«Bavures» : le terme ne semble avoir de place que dans la rubrique des faits divers. Il offre prise à des dénonciations de la police qui perdent souvent de vue les véritables enjeux de l'usage de la force publique. Car ce sont bien les modes contemporains de gouvernement qui sont en jeu lorsqu'il est question de l'emploi de la force par la police : que devient l'Etat moderne, lorsque la force physique est employée par ses agents ?
Fabien Jobard prend la question à bras le corps et étudie dans le détail les violences policières qualifiées d'«illégitimes», survenues dans la France contemporaine. Son analyse se porte à la racine du phénomène, en interrogeant d'abord la fiabilité des récits de ceux qui se disent victimes de violence : l'auteur examine ce qui fait la crédibilité de «faits» qui, parfois, deviennent des «affaires», mais plus souvent ne laissent pas plus de traces que celles du souvenir individuel, voire d'une imagination trompeuse.
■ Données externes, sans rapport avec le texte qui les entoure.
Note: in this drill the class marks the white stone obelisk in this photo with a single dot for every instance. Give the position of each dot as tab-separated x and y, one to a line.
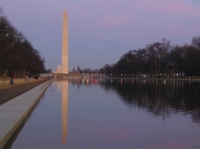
65	44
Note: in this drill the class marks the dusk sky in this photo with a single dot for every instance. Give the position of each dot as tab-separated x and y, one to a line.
101	31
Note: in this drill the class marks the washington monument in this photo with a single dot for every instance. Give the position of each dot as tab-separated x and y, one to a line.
65	44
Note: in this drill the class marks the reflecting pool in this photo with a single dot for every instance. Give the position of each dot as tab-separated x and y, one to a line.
114	114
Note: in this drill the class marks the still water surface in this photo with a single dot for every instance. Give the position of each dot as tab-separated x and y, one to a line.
115	114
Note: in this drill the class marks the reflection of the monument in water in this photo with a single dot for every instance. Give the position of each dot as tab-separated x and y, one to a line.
63	86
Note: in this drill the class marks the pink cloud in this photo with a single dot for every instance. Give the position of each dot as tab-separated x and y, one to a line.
179	7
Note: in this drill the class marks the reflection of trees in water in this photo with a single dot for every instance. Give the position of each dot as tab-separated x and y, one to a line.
159	97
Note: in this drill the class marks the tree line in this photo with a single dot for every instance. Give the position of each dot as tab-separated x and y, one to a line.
159	59
16	52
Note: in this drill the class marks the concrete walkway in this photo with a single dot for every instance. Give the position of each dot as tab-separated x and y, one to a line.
14	112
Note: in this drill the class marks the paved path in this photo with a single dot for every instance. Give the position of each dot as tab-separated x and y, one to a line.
14	112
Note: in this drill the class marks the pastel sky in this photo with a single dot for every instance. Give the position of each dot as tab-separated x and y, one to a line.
101	31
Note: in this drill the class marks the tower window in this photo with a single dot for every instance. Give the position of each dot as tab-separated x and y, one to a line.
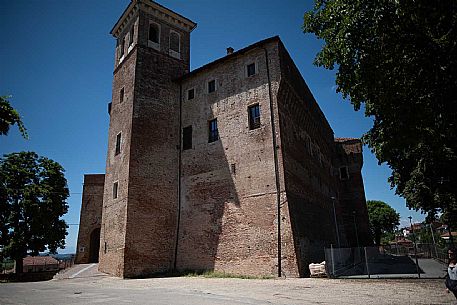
121	51
187	138
211	86
154	33
250	69
213	131
115	187
254	116
118	144
121	95
132	33
174	42
190	94
344	174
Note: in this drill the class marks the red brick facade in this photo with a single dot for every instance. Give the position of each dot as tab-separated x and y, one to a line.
245	199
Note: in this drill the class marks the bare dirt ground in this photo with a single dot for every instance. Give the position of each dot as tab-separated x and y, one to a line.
195	290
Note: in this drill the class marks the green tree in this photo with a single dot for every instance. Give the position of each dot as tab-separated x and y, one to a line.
33	193
9	116
398	59
383	219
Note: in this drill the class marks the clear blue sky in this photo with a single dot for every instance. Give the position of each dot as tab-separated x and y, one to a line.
57	60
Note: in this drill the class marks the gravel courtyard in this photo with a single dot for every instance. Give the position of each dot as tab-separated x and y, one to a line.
195	290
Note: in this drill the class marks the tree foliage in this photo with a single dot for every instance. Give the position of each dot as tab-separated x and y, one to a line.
33	193
9	116
383	219
399	60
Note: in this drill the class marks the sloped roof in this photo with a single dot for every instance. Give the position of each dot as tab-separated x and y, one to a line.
39	260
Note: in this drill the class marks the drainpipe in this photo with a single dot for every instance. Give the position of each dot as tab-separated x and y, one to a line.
179	178
275	155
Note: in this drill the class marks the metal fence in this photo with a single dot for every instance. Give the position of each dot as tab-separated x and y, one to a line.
386	260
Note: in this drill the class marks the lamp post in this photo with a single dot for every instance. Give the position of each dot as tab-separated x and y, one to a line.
336	222
415	250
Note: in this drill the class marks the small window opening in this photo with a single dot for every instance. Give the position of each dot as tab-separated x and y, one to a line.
213	131
121	95
344	174
190	94
254	116
122	47
154	32
118	144
187	138
132	33
251	69
115	186
211	86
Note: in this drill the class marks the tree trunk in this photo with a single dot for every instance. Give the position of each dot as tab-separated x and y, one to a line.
377	238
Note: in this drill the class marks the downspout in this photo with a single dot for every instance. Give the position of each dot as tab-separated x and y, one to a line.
275	156
179	178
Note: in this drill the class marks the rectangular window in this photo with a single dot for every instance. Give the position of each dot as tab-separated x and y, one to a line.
190	94
118	144
187	138
250	69
344	174
213	131
132	32
122	47
254	116
211	86
121	95
115	186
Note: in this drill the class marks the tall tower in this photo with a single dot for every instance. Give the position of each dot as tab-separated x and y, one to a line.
140	202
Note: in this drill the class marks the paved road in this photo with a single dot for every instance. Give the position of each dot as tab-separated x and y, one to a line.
187	290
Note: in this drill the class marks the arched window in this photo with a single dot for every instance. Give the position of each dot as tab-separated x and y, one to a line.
174	42
154	33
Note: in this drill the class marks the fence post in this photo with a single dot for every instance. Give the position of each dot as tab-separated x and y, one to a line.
366	261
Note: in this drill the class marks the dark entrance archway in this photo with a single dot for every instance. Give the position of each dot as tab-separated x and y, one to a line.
94	245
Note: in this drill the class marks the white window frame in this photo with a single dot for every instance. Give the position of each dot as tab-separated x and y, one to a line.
152	44
171	52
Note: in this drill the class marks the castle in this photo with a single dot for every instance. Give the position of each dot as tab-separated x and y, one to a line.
229	167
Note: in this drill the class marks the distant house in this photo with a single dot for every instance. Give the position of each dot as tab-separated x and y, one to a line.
40	264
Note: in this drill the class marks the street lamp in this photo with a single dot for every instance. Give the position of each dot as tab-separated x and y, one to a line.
336	222
415	250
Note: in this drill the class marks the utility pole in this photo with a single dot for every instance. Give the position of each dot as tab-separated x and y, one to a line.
415	249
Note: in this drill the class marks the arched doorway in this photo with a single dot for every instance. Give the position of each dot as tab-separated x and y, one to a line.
94	245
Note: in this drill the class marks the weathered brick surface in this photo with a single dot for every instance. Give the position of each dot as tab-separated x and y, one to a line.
229	217
215	206
352	193
91	216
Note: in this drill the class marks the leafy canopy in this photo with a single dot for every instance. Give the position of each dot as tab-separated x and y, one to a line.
33	193
398	59
9	116
383	219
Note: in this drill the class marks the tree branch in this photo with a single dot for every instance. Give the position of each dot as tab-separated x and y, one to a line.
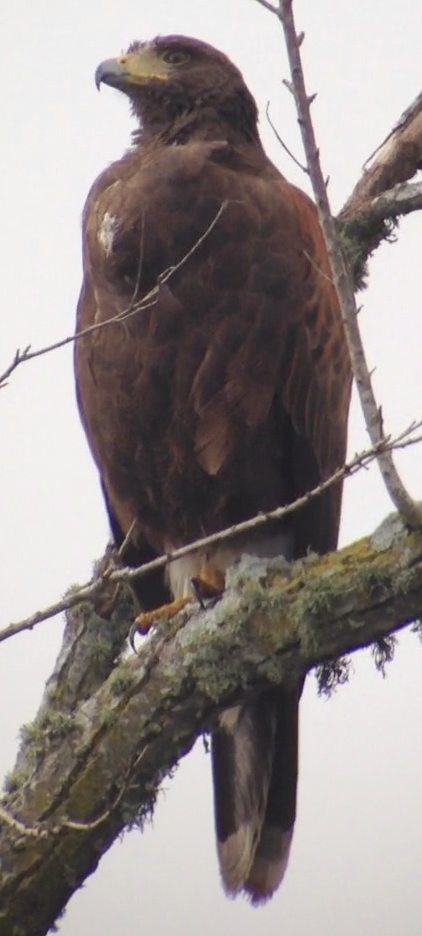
107	572
341	275
82	777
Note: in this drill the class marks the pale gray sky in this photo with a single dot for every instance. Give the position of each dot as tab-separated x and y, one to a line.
357	853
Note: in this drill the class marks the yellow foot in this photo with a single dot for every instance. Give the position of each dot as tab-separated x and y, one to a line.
143	623
209	584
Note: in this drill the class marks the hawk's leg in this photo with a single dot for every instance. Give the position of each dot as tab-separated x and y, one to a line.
207	586
143	622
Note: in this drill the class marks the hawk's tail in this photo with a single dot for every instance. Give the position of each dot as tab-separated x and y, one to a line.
255	777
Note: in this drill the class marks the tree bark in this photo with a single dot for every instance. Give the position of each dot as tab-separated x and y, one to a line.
88	769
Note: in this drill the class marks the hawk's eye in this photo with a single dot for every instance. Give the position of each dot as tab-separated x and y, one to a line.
175	57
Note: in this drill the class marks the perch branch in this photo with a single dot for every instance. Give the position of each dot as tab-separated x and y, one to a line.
279	621
111	574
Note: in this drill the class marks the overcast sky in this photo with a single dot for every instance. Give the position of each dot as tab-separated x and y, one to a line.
357	853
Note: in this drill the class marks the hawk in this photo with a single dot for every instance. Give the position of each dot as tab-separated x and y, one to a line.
213	382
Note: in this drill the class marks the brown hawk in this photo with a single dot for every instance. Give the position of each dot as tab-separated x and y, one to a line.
224	393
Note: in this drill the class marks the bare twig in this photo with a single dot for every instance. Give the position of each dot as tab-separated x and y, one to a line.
268	6
410	512
88	591
281	141
402	199
397	160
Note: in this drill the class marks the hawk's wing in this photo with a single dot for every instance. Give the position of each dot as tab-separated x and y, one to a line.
224	393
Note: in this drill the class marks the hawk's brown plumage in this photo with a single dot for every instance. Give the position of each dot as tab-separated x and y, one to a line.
226	394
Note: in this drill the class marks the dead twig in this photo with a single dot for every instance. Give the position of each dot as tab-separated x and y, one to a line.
88	591
409	511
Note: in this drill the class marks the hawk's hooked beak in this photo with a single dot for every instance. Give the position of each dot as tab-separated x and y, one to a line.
131	69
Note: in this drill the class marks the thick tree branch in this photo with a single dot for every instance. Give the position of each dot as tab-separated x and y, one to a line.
107	571
341	274
86	772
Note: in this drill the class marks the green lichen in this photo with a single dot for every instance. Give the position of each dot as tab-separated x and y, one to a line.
121	680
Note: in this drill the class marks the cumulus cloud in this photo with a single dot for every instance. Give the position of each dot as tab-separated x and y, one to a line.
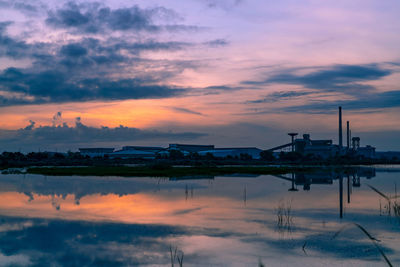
280	95
63	135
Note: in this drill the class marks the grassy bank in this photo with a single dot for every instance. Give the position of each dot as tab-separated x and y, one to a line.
152	171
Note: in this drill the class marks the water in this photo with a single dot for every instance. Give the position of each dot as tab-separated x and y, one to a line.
214	221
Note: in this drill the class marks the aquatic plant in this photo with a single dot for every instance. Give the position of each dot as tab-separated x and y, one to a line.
284	216
370	237
391	202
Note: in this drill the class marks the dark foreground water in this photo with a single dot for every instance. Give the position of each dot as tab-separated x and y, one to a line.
290	220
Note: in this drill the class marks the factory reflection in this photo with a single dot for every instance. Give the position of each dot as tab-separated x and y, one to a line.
352	177
60	190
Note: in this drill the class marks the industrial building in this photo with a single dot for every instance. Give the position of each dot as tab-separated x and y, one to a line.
325	149
137	152
95	152
253	152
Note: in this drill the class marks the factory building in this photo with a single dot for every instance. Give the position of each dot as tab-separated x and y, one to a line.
325	148
95	152
318	148
186	149
142	152
253	152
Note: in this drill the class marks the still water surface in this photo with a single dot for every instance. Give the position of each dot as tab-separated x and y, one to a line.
287	220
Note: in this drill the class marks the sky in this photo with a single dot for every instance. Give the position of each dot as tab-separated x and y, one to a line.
225	72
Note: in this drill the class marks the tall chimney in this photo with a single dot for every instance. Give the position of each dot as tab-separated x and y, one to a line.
348	135
340	128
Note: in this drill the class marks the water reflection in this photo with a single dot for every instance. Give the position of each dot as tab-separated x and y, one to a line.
227	221
326	177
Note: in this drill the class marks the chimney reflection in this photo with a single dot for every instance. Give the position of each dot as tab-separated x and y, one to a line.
326	177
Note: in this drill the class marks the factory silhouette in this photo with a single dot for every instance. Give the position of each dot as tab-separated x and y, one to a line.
305	147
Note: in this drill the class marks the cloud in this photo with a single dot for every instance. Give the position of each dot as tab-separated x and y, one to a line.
217	43
338	78
377	100
95	18
58	87
62	135
281	95
188	111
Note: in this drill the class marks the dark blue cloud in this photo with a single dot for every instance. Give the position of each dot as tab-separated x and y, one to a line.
377	100
281	95
58	87
339	78
73	50
95	17
63	136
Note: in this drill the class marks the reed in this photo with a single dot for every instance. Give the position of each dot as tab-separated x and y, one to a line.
370	237
391	202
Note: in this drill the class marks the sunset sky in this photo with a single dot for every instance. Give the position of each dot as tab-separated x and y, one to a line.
223	72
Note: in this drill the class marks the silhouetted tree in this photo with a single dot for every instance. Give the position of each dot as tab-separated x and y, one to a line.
176	154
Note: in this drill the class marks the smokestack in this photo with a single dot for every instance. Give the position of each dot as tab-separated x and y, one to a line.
348	135
340	128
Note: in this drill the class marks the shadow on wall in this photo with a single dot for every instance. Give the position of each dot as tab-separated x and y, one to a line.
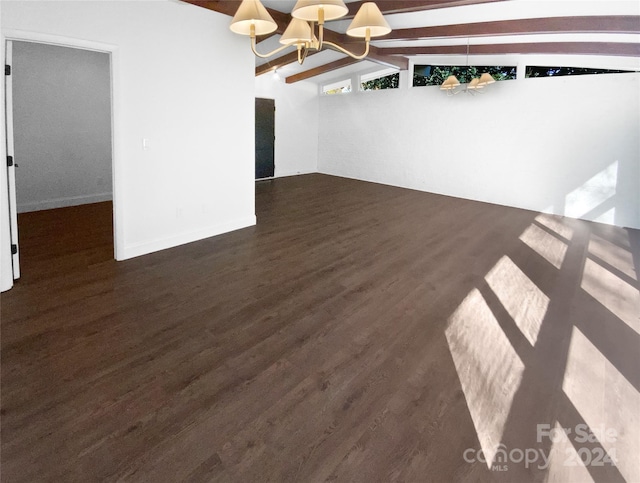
556	343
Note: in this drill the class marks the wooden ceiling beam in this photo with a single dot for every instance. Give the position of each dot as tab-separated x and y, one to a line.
405	6
379	56
580	48
598	24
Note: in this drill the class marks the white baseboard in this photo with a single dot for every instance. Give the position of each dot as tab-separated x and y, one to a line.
284	174
144	248
64	202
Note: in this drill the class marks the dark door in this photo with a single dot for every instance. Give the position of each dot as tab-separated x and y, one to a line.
265	138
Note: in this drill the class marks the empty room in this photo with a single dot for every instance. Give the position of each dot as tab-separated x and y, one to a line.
332	240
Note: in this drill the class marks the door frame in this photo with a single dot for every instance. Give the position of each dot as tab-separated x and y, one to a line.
116	130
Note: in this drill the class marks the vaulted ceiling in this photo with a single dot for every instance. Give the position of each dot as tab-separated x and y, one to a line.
447	31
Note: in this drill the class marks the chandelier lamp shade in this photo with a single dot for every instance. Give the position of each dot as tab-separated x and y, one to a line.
451	82
253	19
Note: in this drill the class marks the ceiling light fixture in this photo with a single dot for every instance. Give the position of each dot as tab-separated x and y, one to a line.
253	19
474	86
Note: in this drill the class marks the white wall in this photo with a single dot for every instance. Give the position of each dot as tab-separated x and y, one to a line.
181	80
6	273
296	145
566	145
62	125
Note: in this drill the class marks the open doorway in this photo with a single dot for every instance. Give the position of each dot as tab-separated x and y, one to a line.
61	144
265	138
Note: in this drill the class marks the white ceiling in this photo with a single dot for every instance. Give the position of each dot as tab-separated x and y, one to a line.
503	10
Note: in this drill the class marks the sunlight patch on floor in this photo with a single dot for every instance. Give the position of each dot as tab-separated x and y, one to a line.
606	401
521	298
619	297
488	367
614	255
554	223
565	465
549	247
592	193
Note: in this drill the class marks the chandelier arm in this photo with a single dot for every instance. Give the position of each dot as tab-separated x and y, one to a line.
264	56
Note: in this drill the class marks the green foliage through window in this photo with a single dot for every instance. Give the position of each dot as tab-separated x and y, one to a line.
435	75
537	71
387	82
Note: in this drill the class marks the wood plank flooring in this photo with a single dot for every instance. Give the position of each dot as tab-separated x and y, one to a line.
359	332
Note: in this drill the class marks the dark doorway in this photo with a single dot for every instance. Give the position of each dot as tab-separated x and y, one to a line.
265	138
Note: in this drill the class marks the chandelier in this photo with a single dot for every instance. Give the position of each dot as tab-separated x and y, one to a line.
451	82
253	19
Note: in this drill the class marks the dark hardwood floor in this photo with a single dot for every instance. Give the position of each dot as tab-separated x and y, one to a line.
359	332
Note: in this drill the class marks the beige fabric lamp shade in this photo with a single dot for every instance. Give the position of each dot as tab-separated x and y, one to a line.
298	31
475	84
368	17
451	83
252	12
308	9
486	79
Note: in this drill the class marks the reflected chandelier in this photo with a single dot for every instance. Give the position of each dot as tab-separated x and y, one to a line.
253	19
451	82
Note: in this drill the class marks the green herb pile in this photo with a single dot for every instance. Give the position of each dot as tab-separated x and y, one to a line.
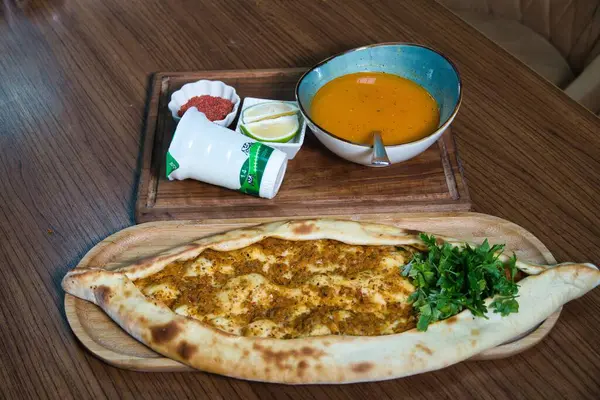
450	279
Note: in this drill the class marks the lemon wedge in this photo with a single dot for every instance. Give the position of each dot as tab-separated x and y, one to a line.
267	110
279	130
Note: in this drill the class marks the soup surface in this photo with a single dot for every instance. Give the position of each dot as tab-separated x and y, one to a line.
353	106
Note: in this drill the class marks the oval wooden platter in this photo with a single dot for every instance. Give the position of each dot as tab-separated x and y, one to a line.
109	342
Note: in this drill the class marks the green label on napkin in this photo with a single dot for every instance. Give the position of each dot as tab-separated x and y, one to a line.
253	168
172	164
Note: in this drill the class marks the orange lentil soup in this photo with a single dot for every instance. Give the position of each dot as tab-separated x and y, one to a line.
353	106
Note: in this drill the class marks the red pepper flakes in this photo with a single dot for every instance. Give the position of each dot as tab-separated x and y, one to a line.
215	108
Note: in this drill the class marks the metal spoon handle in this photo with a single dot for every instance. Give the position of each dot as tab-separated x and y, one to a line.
380	158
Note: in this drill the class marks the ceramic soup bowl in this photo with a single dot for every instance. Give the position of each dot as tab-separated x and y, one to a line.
423	65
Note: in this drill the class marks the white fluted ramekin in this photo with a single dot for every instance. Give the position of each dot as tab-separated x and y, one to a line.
205	87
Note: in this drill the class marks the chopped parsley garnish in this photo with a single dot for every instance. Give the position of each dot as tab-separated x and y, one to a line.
450	279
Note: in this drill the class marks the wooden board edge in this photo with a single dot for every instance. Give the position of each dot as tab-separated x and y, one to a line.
148	143
163	364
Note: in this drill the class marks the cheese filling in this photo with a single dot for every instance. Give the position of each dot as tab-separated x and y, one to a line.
288	289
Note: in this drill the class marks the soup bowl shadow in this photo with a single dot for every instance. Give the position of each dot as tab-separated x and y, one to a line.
420	64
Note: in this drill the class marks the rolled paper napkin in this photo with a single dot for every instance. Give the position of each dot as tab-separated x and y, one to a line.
213	154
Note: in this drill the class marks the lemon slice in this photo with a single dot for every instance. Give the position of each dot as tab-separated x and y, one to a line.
268	110
279	130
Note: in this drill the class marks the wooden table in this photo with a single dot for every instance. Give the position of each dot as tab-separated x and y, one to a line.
74	76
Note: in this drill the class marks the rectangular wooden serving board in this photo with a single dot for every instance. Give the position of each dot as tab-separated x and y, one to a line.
105	339
317	182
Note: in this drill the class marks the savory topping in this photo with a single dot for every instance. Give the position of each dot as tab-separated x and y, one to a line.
288	289
215	108
450	279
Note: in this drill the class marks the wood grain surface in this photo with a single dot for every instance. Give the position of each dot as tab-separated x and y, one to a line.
316	180
106	340
74	79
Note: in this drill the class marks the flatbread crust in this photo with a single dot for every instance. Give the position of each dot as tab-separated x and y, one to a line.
320	359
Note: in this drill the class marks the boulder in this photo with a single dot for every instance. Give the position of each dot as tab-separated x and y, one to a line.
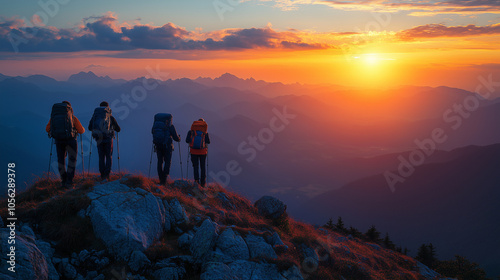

L'auteur nous met ainsi en mesure de comprendre les logiques des violences policières elles-mêmes. Sans traquer les responsabilités individuelles de policiers déviants ni, au contraire, lire dans chaque fait violent l'aveu d'une nature systématiquement répressive de l'Etat, l'auteur éclaire les raisons de ces violences. A égale distance du soupçon et du déni, il restitue tout ce qui les rend possibles et contribue ainsi à l'élaboration d'une théorie de la force publique.